For purposes of evaluating compensation differences, the
determination of similarly situated employees is case specific.
Relevant factors in determining similarity may include tasks performed,
skills, effort, level of responsibility, working conditions, job
difficulty, minimum qualifications, and other objective factors. In
some cases, employees are similarly situated where they are comparable
on some of these factors, even if they are not similar on others. For
example, when evaluating a job assignment issue, workers are similarly
situated when their qualifications are comparable, but they are
assigned to jobs at different levels. Employees are similarly situated
when they are comparable on factors relevant to the compensation issues
presented. Who is similarly situated for purposes of an individual
analysis or review of a single specific employment decision may be
determined based on different criteria than when conducting a systemic
discrimination analysis.
5. Review and Test Factors Before Including Them in Analysis
OFCCP will evaluate, on a case-by-case basis, information from the
contractor regarding the factors the contractor considered in making
compensation decisions. A factor is an element that the contractor
offers to explain differences in employee compensation under its
compensation system and practices. Factors may include internal and
external elements potentially affecting compensation. A factor may be a
qualification or skill that the worker brings to the position such as
education, experience, etc. It may also be a job-related element such
as position, level or function; tenure in position; performance
ratings, etc.
As in any investigation, OFCCP will review and test the factors
offered before accepting them as appropriate for inclusion in the
analytical model and/or comparative analysis to be conducted. OFCCP
will evaluate whether these factors actually explain compensation,
whether they are implemented fairly and consistently applied, whether
data regarding that factor is accurate, and whether they should be
incorporated into the analysis to be conducted. Where a factor that
explains pay differences is based on an identified employment practice,
such as a specific qualification, performance review instrument, job
assignment policy, or a similar policy or practice, OFCCP will evaluate
it for potential disparate impact or disparate treatment before
determining whether to include it in the analysis.
C. Application to Pending Compliance Evaluations
The procedures and principles described in this document apply to
all OFCCP reviews scheduled on or after February 28, 2013.

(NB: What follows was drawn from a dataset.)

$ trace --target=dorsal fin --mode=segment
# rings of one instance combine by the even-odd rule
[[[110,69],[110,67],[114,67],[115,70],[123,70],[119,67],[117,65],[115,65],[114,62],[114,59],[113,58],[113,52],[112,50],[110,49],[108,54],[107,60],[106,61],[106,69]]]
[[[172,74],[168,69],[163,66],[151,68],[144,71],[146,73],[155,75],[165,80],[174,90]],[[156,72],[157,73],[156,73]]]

The 2006 Compensation Standards and Voluntary Guidelines will
govern determinations regarding the issuance of an NOV for systemic
compensation discrimination in any OFCCP review scheduled, open or
otherwise pending on the effective date of this Notice of Rescission.

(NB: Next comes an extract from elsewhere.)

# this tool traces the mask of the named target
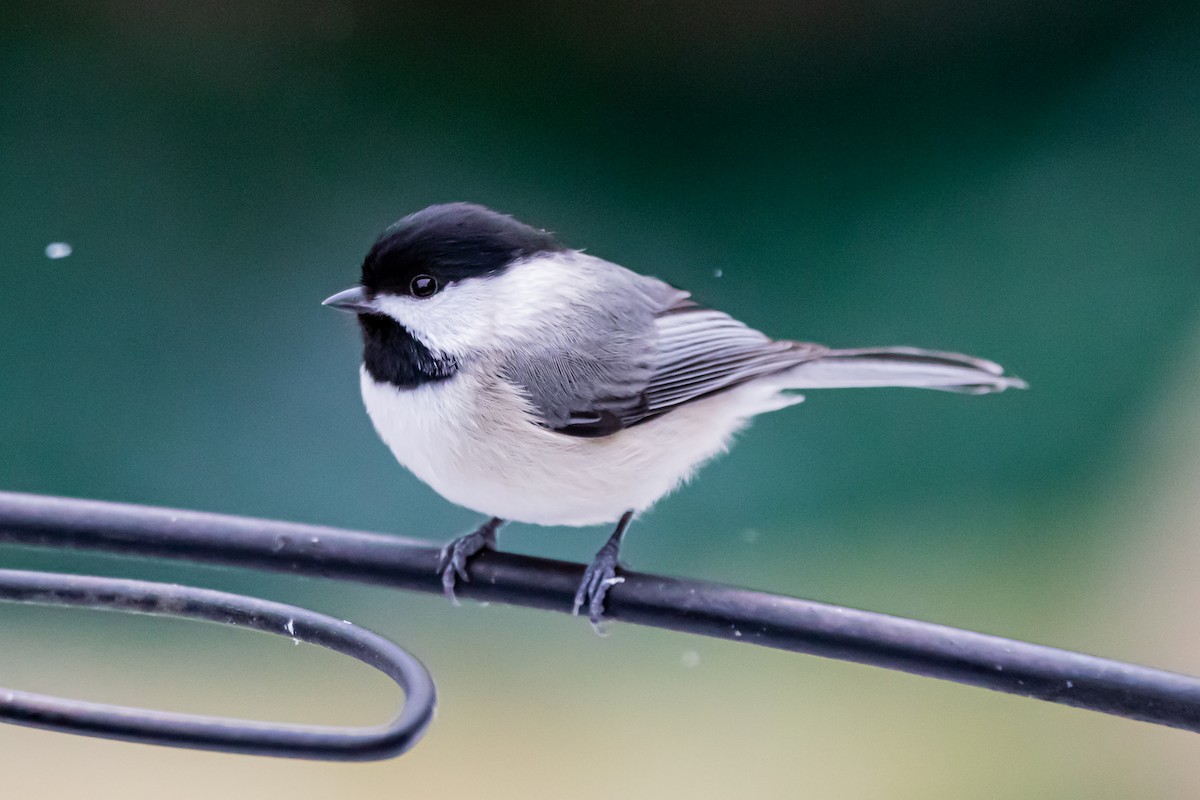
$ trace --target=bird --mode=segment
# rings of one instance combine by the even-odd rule
[[[486,517],[448,543],[446,596],[505,522],[614,525],[572,613],[604,618],[630,522],[797,390],[1024,389],[1002,367],[912,347],[774,339],[689,291],[470,203],[390,225],[356,285],[324,301],[358,317],[360,390],[396,459]],[[599,630],[599,628],[598,628]]]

Contractors may elect to waive application of the 2006 Guidelines, and/
or to have pending reviews conducted under these procedures, by
notifying OFCCP in writing.
Authority: E.O. 11246, 30 FR 12319, 3 CFR, 1964-65 Comp., p.
339, as amended by E.O. 11375, 32 FR 14303, 3 CFR, 1966-70 Comp., p.
684. E.O. 12086, 43 FR 46501, 3 CFR, 1978 Comp., p. 230.
Dated: February 22, 2013.
Patricia A. Shiu,
Director, Office of Federal Contract Compliance Programs.